Does Echinacea really work?!


Question:

Does Echinacea really work?

I have a cold and someone recommended that I take Echinacea to help me get over it. Have you ever used and had good/bad experience with it?


Answers:

Echinacea may save you some sick days when colds strike, but it doesn't seem to prevent them.

Researchers have gotten mixed results using echinacea to treat colds. In some studies the herb appears to work quite well, in others not at all.

When researchers have tried using echinacea to prevent colds, however, they've generally been disappointed. For example, in one recent study, reported in the June 2000 issue of Antimicrobial Agents and Chemotherapy, researchers gave 117 people either echinacea or a placebo for two weeks, then exposed them to cold viruses. Those who took the echinacea were just as likely to develop a cold as those who took a placebo. Other research suggests that taking echinacea for too long might actually weaken your resistance to cold viruses. In fact, Commission E says that you shouldn't take echinacea for longer than eight days in a row.

Echinacea, the herbal remedy used by millions of Americans for fighting the common cold, does not ward off runny noses, sore throats or headaches, nor does it help speed recovery from cold symptoms, according to the results of a major clinical study released today.

"We find no evidence that it actually does anything to common cold symptoms," said Dr. Ronald Turner, a professor of pediatrics at the University of Virginia School of Medicine and lead author of the study reported in the New England Journal of Medicine. "If that's the reason you're buying it, then you're wasting your money."
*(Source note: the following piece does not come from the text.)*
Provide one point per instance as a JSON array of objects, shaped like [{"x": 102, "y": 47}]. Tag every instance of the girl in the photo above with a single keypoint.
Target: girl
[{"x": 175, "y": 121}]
The study included 437 people who volunteered to have cold viruses dripped into their noses. Some took echinacea for a week beforehand, while others got a placebo. Others swallowed echinacea or a placebo at the time they were infected.

Then the subjects, mostly college students, were secluded in hotel rooms for five days while scientists examined them for symptoms and took nasal washings to look for the virus and for an immune system protein, interleukin-8, which some had hypothesized was stimulated by echinacea, enabling the herb to stop colds.

But the investigators found that those who took echinacea fared no differently from those who took a placebo -- they were just as likely to get a cold, their symptoms were just as severe, they had just as much virus in their nasal secretions, and they made no more interleukin-8.

While some echinacea researchers say more study is needed, Dr. Stephen Straus, director of the National Center for Complementary and Alternative Medicine, which sponsored the new study, says he, for one, is satisfied that echinacea is not an effective cold remedy.

"This paper says it will not pre-empt a common cold, and it stands on top of prior studies saying it doesn't treat an established cold," Straus said. "We've got to stop attributing any efficacy to echinacea," he added.